Part 8: Fashion MNIST Classification¶
Now let’s apply our knowledge to a new image dataset: Fashion MNIST
What is Fashion MNIST?
A dataset of 70,000 grayscale images (28×28 pixels)
10 classes of clothing items instead of digits
Same format as MNIST, but more challenging
Classes: 0. T-shirt/top
Trouser
Pullover
Dress
Coat
Sandal
Shirt
Sneaker
Bag
Ankle boot
Part 9: Loading Fashion MNIST¶
from torchvision import datasets, transforms
# Define transformations
transform = transforms.Compose([
transforms.ToTensor(),
transforms.Normalize((0.5,), (0.5,))
])
# Load Fashion MNIST
fashion_train = datasets.FashionMNIST(
root='./data',
train=True,
download=True,
transform=transform
)
fashion_test = datasets.FashionMNIST(
root='./data',
train=False,
download=True,
transform=transform
)
# Create data loaders
fashion_train_loader = DataLoader(fashion_train, batch_size=256, shuffle=True, num_workers=4, persistent_workers=True)
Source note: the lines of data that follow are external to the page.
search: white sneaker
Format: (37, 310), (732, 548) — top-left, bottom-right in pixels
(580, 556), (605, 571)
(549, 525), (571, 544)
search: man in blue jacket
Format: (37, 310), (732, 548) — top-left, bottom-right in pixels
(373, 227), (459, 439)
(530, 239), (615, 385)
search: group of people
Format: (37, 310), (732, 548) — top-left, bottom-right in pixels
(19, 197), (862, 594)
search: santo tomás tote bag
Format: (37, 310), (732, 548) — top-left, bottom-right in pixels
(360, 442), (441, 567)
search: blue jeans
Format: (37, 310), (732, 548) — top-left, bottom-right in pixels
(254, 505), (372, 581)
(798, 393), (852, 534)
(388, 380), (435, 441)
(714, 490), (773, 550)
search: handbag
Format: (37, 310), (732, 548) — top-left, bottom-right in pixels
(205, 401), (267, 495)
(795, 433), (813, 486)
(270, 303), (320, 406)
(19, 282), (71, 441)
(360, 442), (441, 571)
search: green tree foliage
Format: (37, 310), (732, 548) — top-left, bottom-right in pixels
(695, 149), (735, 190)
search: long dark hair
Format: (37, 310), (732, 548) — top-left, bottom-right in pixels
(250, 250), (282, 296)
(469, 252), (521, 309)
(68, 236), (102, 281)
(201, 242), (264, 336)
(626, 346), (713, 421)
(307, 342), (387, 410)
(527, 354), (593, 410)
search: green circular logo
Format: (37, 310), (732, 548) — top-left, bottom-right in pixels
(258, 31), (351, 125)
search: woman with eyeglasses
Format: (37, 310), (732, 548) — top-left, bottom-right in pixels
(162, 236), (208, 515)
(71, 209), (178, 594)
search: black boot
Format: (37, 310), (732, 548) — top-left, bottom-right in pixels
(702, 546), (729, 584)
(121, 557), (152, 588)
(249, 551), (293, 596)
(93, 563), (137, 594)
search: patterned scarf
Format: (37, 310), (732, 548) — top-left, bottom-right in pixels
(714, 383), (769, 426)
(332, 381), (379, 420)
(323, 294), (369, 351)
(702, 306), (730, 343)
fashion_test_loader = DataLoader(fashion_test, batch_size=256, shuffle=False, num_workers=4, persistent_workers=True)
print(f"Training samples: {len(fashion_train)}")
print(f"Test samples: {len(fashion_test)}")
# Class names
class_names = ['T-shirt/top', 'Trouser', 'Pullover', 'Dress', 'Coat',
'Sandal', 'Shirt', 'Sneaker', 'Bag', 'Ankle boot']Training samples: 60000
Test samples: 10000
# Visualize some samples
fig, axes = plt.subplots(2, 5, figsize=(12, 5))
axes = axes.ravel()
for i in range(10):
img, label = fashion_train[i]
axes[i].imshow(img.squeeze(), cmap='gray')
axes[i].set_title(f'{class_names[label]}')
axes[i].axis('off')
plt.tight_layout()
plt.show()
Part 10: Building a Fashion Classifier¶
We’ll build two models and compare their performance:
Simple MLP (similar to what we used for MNIST)
Deeper MLP with more hidden layers
class SimpleFashionNet(nn.Module):
"""Simple 2-layer MLP"""
def __init__(self):
super(SimpleFashionNet, self).__init__()
self.network = nn.Sequential(
nn.Flatten(),
nn.Linear(28*28, 128),
nn.ReLU(),
nn.Linear(128, 10)
)
def forward(self, x):
return self.network(x)
class DeepFashionNet(nn.Module):
"""Deeper MLP with dropout"""
def __init__(self):
super(DeepFashionNet, self).__init__()
self.network = nn.Sequential(
nn.Flatten(),
nn.Linear(28*28, 256),
nn.ReLU(),
nn.Dropout(0.2),
nn.Linear(256, 128),
nn.ReLU(),
nn.Dropout(0.2),
nn.Linear(128, 64),
nn.ReLU(),
nn.Linear(64, 10)
)
def forward(self, x):
return self.network(x)
# Create models
simple_model = SimpleFashionNet().to(device)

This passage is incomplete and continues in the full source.